If/when I do get a permanent line I think I will go with a port. A port can be completely de-accessed, and you can then get a shower once a week without having to carefully cover your line. The downside is that a port is put in and removed during surgery. Minor surgery, but surgery nonetheless. A PICC line doesn't require surgery, and it is more "temporary." It is a good option if you think you might only need it for a month or two.

These are big decisions. I hope that you are able to find the information you need as you make decisions about your treatment.

Rachel

[Rachel]

Hello again, Autumn. Here is an old topic that has been helpful to me as I have been weighing my options. Port Questions

Rachel

[autumn]

Thanks for all the information, Rachel. I certainly have a lot to consider.

Right now, a nurse comes once a week, and I infuse over six hours during the day, starting whenever the nurse can get there. I don't mind that right now, but if I have to increase the frequency of the infusions, I'll have to choose a more permanent access site. The nurses have told me that if I have a PICC or a port, I can hook myself up and infuse when it's convenient, likely overnight as my doctor's other patients do. I just don't have the time during the day to devote to having a nurse hook me up several times a week. I work afternoons and evenings, and it would really interfere; I've done a decent job of not appearing sick at work, and I really, really, really don't want to have to go in with an IV running. The nurses don't work when my shift is over, usually about midnight, so being able to hook myself up then would be the real perk.

I'm not going to rush into anything. My doctor called me today to say she got a fax from Boston saying my autonomic test results were borderline/abnormal, and from what I understood when I was at the lab, if my tests come back showing anything weird, I'll get in for an appointment much sooner than if they were normal. I want to hear what that doctor has to say before I jump into anything major. I'll probably keep with the weekly infusions for now because they really seem to help. Ideally, I'd have them at least twice a week -- I crash two or three days after the infusion -- but I don't know that my schedule will allow that right now.

[Rachel]

Autumn, would your doctor allow you to do your infusions a little faster? Maybe that could fit into your schedule better.

Currently I get one bag of saline over 2 1/2 hours. I use a Curlin pump, which I really like because it is so small. I put the pump and the bag of saline in a small black bag, and I can go anywhere with it. Usually I am just at home, but the small pump allows more flexibility with scheduling. I have been to doctor's appointments (and even to the zoo!) with my IV running.
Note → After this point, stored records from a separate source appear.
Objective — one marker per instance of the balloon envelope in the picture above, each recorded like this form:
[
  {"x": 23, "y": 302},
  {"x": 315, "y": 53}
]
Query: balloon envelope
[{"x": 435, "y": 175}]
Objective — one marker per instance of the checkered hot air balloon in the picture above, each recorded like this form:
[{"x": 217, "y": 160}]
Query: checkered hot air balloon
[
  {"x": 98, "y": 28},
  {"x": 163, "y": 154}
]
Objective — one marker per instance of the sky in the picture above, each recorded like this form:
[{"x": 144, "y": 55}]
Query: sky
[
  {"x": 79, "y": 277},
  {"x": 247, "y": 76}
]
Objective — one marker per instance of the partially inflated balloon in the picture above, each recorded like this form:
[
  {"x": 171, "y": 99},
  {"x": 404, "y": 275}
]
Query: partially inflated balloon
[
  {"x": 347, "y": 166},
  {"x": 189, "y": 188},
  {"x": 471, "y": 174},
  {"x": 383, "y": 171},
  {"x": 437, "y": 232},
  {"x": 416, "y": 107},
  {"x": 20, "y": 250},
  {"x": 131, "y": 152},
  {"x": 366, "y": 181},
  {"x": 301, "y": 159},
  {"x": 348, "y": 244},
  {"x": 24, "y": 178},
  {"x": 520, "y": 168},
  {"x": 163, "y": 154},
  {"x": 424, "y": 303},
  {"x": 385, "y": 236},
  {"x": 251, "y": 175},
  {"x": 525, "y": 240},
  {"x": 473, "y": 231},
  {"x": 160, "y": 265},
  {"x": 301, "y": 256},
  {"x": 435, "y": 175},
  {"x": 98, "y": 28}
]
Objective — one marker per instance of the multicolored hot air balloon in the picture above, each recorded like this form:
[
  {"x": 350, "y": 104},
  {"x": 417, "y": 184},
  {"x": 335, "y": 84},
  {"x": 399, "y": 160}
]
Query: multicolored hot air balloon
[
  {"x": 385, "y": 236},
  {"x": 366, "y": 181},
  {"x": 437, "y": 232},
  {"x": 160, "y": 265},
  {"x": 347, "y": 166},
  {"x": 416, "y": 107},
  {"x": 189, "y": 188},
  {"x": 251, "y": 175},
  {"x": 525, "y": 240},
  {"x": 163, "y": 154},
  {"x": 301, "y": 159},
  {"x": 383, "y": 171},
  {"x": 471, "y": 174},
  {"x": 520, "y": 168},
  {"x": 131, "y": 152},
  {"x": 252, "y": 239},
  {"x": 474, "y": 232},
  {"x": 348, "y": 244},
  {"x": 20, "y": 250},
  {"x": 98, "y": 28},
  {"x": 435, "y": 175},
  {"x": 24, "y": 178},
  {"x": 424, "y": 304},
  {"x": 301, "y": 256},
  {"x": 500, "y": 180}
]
With a long sleeved shirt and the IV bag sitting next to me in my wheelchair, most people don't even know that I am hooked up to an IV.

There have been a couple of times that I have left a peripheral IV line in for a day or two, and then I would do one infusion by myself. This has allowed a little bit of flexibility when I needed it. It is a pain to get a shower with an IV line in, though. It has to be wrapped so carefully to keep it from getting wet.

Rachel

[autumn]

Thanks for the fast response, Rachel! I'll ask about a shorter infusion, even if it's one shorter and one longer each week. My pump is fairly small, and I have ventured out a bit with the IV in, but the range of motion in my arm or hand is usually limited, which would affect my work, driving, etc. The nurses seem to have trouble finding a good vein on me, and it often takes more than one try. I end up getting the line in my hand or the cubital vein, and my veins are "delicate" enough that I'm instructed not to move too much for fear of infiltration or other problems. The nurse today told me about leaving the line in, but she said it probably wouldn't last on me. If they could get one in my forearm, I'd be set.